Henry, our springer spaniel, has died, suddenly and prematurely. With the passing weeks, we are becoming accustomed to the strange stillness his absence has left behind, and I no longer expect to meet him hurtling around the house in motiveless delight or to find him sidling against my leg as I sit in the kitchen. We do adapt quite quickly to life post-dog, though the sadness lingers.
Sir Walter Scott knew this. ‘I have sometimes thought of the final cause of dogs having such short lives,’ he wrote, ‘and I am quite satisfied it is in compassion to the human race; for if we suffer so much in losing a dog after an acquaintance of ten or 12 years, what would it be if they were to live double that time?’
The allotted ten or 12 years, or eight and a half in Henry’s case, are also a lifetime from the perspective of a child. Our daughter was three when Henry joined us, and ten when he left. She can barely remember life without him by her side.
Although a friend to all, Henry was particularly drawn to children and enjoyed a devoted and ludic relationship with the girl. They went adventuring together; he willingly performed his rather limited repertoire of tricks for her; he slept in her room. Most of all, he offered her unquestioning companionship and comfort. Any great adversity or perceived injustice would see her retreat to her room with the dog. She would cry into his fur and he would love every second of it.
Every child should have a dog. Children thrive on giving and receiving love and as Kipling said in his poem ‘The Power of the Dog’: ‘Buy a pup and your money will buy/ Love unflinching that cannot lie.’ It must be the only love that money can, in a way, buy.
As well as emotional nourishment, dogs bring tangible health benefits. It is well documented that just about the most advantageous thing parents can do for their offspring is to introduce a dog to the household. Babies who live with a dog are, according to some research at least, 31 per cent more likely to be healthy in their first year than their dog-deprived counterparts, because the presence of a dog enriches the infant microbiome and stimulates a robust immune system.
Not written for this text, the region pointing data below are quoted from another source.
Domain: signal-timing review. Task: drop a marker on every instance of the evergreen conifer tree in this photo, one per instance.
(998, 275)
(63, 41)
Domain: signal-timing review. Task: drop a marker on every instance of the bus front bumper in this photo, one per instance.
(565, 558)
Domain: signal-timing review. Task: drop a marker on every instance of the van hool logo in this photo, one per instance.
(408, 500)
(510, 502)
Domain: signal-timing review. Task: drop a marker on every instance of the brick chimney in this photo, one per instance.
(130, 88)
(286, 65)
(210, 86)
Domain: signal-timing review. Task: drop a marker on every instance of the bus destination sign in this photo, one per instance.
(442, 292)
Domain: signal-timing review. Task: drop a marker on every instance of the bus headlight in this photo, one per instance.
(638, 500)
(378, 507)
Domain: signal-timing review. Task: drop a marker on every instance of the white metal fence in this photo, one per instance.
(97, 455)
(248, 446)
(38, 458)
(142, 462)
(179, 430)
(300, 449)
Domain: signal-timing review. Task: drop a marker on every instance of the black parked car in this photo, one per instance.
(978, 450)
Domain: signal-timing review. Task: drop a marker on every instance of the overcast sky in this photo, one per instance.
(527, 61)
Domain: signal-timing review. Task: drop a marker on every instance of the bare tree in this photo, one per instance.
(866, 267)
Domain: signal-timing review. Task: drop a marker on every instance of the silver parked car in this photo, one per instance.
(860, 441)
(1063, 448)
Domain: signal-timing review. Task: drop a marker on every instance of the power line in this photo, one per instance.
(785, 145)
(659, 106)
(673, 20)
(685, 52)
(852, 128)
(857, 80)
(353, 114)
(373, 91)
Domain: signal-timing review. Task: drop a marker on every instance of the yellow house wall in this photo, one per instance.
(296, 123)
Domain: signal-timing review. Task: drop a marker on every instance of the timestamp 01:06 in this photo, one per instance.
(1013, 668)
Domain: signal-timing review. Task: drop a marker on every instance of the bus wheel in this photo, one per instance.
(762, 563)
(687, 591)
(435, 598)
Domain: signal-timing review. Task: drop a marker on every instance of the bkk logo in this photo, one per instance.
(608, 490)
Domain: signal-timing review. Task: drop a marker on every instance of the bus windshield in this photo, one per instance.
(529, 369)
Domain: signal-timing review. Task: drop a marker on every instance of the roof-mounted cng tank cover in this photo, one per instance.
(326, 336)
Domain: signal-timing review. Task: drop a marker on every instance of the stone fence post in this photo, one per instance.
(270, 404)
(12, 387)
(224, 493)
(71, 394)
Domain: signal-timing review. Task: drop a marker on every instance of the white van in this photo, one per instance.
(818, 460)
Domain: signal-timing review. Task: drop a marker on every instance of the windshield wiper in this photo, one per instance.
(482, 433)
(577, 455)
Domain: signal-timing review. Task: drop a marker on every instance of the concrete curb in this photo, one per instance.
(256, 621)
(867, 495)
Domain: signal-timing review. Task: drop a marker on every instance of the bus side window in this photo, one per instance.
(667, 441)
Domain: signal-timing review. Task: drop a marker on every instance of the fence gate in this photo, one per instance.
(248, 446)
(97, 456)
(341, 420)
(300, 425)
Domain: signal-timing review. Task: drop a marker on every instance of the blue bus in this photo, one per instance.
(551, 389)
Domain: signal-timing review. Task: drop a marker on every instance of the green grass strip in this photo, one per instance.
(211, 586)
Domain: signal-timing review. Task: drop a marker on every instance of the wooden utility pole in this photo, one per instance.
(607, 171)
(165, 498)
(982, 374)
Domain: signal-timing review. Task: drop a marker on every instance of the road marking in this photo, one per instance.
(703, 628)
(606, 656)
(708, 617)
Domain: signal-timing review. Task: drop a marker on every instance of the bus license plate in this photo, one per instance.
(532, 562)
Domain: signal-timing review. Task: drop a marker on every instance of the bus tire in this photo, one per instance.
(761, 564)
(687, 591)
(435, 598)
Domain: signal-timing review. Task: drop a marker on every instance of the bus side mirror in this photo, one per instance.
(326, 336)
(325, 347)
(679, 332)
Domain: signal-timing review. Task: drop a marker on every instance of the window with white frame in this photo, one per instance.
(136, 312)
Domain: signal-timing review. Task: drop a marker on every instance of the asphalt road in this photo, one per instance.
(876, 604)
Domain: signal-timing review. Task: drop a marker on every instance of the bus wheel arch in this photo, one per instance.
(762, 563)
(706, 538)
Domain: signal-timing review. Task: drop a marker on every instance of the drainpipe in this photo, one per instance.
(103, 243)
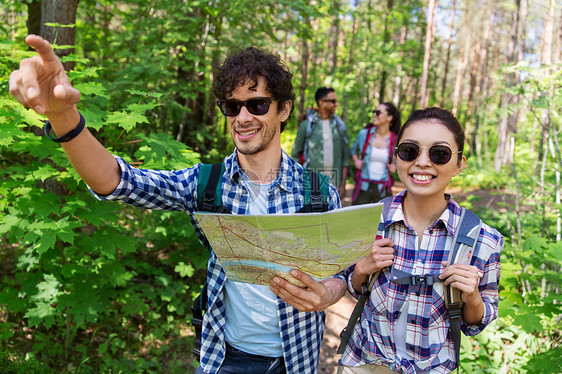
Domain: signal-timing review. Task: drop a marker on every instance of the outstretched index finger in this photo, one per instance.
(42, 47)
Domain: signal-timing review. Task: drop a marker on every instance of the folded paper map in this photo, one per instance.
(255, 248)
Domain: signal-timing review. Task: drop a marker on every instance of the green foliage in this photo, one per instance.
(90, 286)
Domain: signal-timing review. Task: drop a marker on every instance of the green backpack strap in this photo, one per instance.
(316, 192)
(209, 188)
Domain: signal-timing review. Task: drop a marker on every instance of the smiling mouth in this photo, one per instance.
(422, 177)
(247, 133)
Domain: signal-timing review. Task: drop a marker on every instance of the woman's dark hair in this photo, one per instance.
(246, 65)
(396, 122)
(322, 92)
(441, 116)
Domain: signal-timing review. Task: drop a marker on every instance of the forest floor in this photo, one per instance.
(338, 314)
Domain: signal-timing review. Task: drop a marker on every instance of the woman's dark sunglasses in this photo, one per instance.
(257, 106)
(438, 154)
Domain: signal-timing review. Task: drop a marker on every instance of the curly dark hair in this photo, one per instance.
(246, 65)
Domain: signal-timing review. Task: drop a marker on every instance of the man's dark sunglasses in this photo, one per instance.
(257, 106)
(438, 154)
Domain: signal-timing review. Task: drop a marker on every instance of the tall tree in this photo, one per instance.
(448, 56)
(506, 129)
(386, 40)
(431, 9)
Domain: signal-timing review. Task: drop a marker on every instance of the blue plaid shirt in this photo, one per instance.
(301, 332)
(428, 342)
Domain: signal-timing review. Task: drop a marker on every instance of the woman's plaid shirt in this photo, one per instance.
(428, 342)
(301, 332)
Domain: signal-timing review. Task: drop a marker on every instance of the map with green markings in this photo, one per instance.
(255, 248)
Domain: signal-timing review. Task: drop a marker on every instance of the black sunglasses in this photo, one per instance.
(257, 106)
(438, 154)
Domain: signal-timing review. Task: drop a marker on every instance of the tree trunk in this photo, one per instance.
(484, 83)
(304, 76)
(386, 40)
(34, 18)
(504, 150)
(431, 9)
(334, 40)
(64, 13)
(459, 80)
(398, 79)
(475, 68)
(350, 59)
(447, 58)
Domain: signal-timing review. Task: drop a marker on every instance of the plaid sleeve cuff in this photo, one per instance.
(125, 186)
(490, 314)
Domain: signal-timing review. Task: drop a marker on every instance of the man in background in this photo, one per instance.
(322, 143)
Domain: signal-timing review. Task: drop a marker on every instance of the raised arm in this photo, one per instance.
(42, 85)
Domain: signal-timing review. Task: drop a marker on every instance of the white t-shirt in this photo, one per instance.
(252, 324)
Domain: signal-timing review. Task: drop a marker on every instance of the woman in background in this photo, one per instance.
(372, 154)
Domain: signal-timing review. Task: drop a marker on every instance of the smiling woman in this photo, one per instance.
(407, 328)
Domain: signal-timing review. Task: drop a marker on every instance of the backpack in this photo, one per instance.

Cats offer only a fragment of the same benefit — and little else besides.
Dogs do occasionally like to test the character of their owners with particular challenges, but Henry’s criminal tendencies, which mostly involved eating things that were either revolting (putrified corpses) or idiotic (linoleum), were offset by his willingness to enslave himself to the girl. In return he hoped for a degree of absolution, which was usually forthcoming, when, for example, he vomited a rabbit’s backbone on to the bedroom floor or chewed the legs off a favourite toy. Forgiveness is another thing a dog encourages.
Life’s hectic arc is better experienced for the first time through the canine microcosm. The great tragedy is that the final and harshest lesson the dog teaches is the one the child must face alone, with no fur to cry against. ‘So why in Heaven (before we are there)/ Should we give our hearts to a dog to tear?’ cried Kipling. Because — as he knew well and our child knows now — of that shared, unflinching love.